Début mars 2017, le rapporteur a plaidé devant le même tribunal pour une annulation partille ou totale du PLU. Le 16 mars, l'instance a décidé de l'annuler partiellement. « Il s'agit d'une annulation de principe, commente Blandine Marty, l'avocate des requérants. Cette annulation partielle renvoie maintenant aux dispositions de la carte communale. » Cette carte avait été co-élaborée en 2007 par Jean-Paul Barrière, alors conseiller municipal et rapporteur de celle-ci, avant d'être élu maire de Bussière-Boffy en 2008. Cette carte, délimitant les zones constructibles de la commune, n'y incluait notamment pas les terrains où étaient installées les yourtes, en dépit de l'avis favorable du commissaire enquêteur.
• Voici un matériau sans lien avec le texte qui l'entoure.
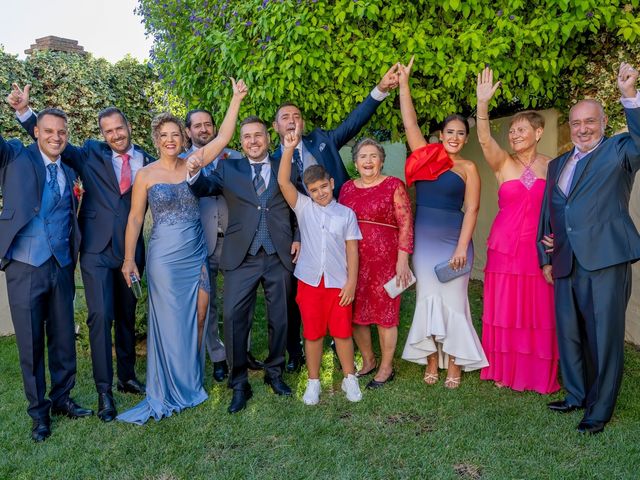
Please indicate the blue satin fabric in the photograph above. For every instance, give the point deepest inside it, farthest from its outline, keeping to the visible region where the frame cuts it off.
(176, 270)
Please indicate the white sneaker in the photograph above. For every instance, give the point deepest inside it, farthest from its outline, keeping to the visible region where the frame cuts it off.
(312, 393)
(351, 388)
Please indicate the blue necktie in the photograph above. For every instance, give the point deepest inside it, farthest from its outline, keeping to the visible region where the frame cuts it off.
(53, 181)
(298, 161)
(258, 181)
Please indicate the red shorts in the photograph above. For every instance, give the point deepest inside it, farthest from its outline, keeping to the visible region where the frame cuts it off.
(320, 309)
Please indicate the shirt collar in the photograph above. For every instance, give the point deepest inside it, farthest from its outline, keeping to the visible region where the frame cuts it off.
(47, 160)
(264, 160)
(129, 152)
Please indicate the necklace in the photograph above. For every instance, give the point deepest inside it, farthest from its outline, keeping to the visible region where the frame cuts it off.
(528, 177)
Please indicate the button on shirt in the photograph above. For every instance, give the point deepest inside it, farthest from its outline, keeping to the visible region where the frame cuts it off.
(62, 181)
(136, 161)
(265, 172)
(324, 231)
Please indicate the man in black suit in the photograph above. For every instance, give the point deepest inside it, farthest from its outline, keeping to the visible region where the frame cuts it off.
(256, 250)
(39, 240)
(586, 208)
(107, 170)
(322, 147)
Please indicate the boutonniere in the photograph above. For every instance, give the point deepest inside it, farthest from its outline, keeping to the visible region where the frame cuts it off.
(78, 189)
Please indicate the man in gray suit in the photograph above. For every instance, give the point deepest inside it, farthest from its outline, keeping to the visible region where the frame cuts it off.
(214, 215)
(256, 251)
(586, 208)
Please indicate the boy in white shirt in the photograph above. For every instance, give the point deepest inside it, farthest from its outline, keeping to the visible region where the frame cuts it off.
(327, 269)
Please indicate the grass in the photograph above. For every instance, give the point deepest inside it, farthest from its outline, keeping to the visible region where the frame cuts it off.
(405, 430)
Elle rendait donc ces habitats légers illégaux.

Détournement

Blandine Marty précise que « cette annulation est bien par principe, car elle reconnaît qu'il y a eu une forme de détournement de pouvoir. Ceci dit, cela ne permet pas en l'état aux yourtes de revenir s'installer comme par le passé… »

Appel

Paul Lacoste, habitant de Bussière-Boffy et membre de l'association « Cultivons l'avenir », estime inutile d'aller en appel, car « cette décision peut satisfaire les attentes concrètes » des requérants. Le maire, à qui le tribunal reproche d'avoir « usé des pouvoirs de police d'urbanisme (...) pour un objet autre à raison desquels il lui étaient confiés », a deux semaines pour faire appel.